La Escuela Nacional de Arte de Cubanacán, en La Habana, fue
construida dentro de un campo de golf y un bosque. Eso explica los largos
senderos que hay que recorrer para llegar a cualquiera de sus espacios. En los
años 80 del siglo pasado, allí uno podía encontrarse con las figuras más
emblemáticas de la cultura cubana.
Confieso que entonces (yo era un guajirito de 15 años) solía
impresionarme con facilidad. Pero nunca nada me sobrecogía tanto como dar con
Vicente Revuelta en uno de aquellos senderos. Siempre andaba solo y cabizbajo.
Su vestuario también era invariable: jeans deshechos y chancletas polacas.
Nunca me vio. Tampoco escuchó jamás mi “hola, maestro”. Su
nivel de abstracción (y distracción) era tal, que tropezaba cada seis o siete
pasos. Nada hacía variar en un ápice su conducta hacia el entorno: Avanzaba,
tropezaba, maldecía, avanzaba, tropezaba, maldecía…
Por esa misma época, Vicente puso en escena una relectura suya
de Galileo Galilei, la obra de
Bertolt Brecht. Los actores eran sus propios estudiantes. El proceso creativo
llegó a ser tan amplio, que muchos tuvimos la oportunidad de participar en los
ensayos. Aunque todo estaba demasiado claro en su cabeza, no dejó de
escuchar con atención hasta el más osado disparate.

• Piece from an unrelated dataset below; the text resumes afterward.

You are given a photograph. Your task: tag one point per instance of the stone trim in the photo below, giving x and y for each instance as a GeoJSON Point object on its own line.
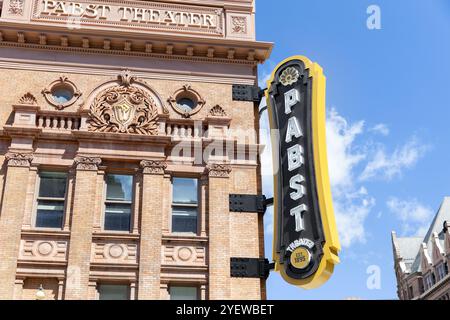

Fui a casi todas las funciones. Solía repetir en voz muy
baja muchos de los diálogos de Galileo con su discípulo Andrea. Sobre todo
aquel donde el astrónomo parecía referirse de una manera directa a la realidad
que vivíamos: “¡Pobre del país que necesite héroes!”.
Hoy, martes 10 de enero de 2012, Vicente Revuelta se fue de
este mundo. Ahora orbita junto a Galileo en la galaxia de la posteridad. Allá,
como aquí, debe andar solo y cabizbajo, sin variar en un ápice su conducta
hacia el entorno: Avanzar, tropezar, maldecir, avanzar, tropezar, maldecir…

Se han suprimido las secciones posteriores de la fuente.